The Salton Sea in southeastern California is also the result of an environmental disaster. Before the colonization of the American West, the Salton Basin had seen some occasional, natural flooding from the Colorado River. In fact, in 1500, the area flooded to form a body of water 26 times bigger than the current Salton Sea. Later, the area was used by mining companies, set aside for Indian reservations and served as part of the ongoing battle over the region's agricultural water supply. Still, any water that flowed into the basin didn't stay around for long.
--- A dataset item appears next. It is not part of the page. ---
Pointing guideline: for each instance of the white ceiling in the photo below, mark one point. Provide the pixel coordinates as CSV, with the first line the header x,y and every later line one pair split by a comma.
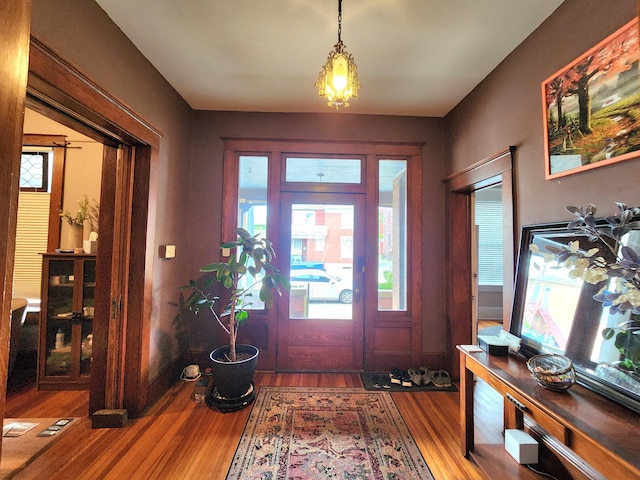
x,y
414,57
In 1905, a canal was created to divert water away from the Colorado River. But poor construction allowed water to breach the canal wall, essentially diverting the river into the Salton Basin. During 1905 and 1906, water continued to flow into the basin before the rupture was closed. The Salton Sea is now California's largest lake, home to many types of birds and fish, but it has continued to be plagued by controversy and rumors of pesticide contamination. However, repeated tests have shown those rumors to be false and massive die-offs of birds and fish are believed to have been due to a bacterial outbreak (one that poses no danger to humans). Despite these deaths, the Salton Sea continues to host many types of wildlife and to serve as a depository for agricultural irrigation runoff. A restoration project is underway to preserve the Sea's delicate ecology and to develop it as a tourist and recreation destination.